Geheimgesellschaften – Politik und Finanzwelt

An diesem Sonntag steht in Griechenland die Schicksalswahl an. Es bestehen drei Möglichkeiten: Sieg der Gemäßigten, Verbleib in der Euro-Zone und weitere kostspielige Stützungsmaßnahmen; Sieg der Linken, Austritt aus der Euro-Zone und starke Turbulenzen am Finanzmarkt; Sieg der Linken, notgedrungene Akzeptanz der Euro-Partner gegenüber der Weigerung Griechenlands, Auflagen der EU zu akzeptieren. Die Risiken und auch die zwangsläufigen Kosten sind in allen Varianten recht hoch. Hier gibt es kaum etwas richtig zu machen – und vor allem wird man im Nachhinein nicht sicher sagen können, wie man es hätte besser machen können. Das lässt Politikern reichlich verbales Spielmaterial für gegenseitige Vorwürfe, auch wenn an vielem dann nichts mehr zu ändern ist. So ernst die Lage, so albern leider oft das politische Tagesgeschäft unter gegebenen Voraussetzungen.

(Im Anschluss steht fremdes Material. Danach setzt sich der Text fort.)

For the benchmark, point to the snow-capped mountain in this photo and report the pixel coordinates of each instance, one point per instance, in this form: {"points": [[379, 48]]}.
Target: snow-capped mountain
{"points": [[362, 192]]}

Das Blog „MMnews“ legt oft die schärfste Tonart vor und wird von Kommentatoren auch gern mal als Werk von Verschwörungstheoretikern gegeißelt. Jedoch erfährt man hier oft früher von den sich abzeichnenden Krisentendenzen. Während „Spiegel“, „tagesschau“ & Co. scheibchenweise das abarbeiten, was am Tage unausweichlich berichtet werden muss, ist in solchen unbekannteren Quellen das Unausweichliche schon dann zu lesen, wenn das Wahlvolk noch von der traurigen Erkenntnis ferngehalten werden soll.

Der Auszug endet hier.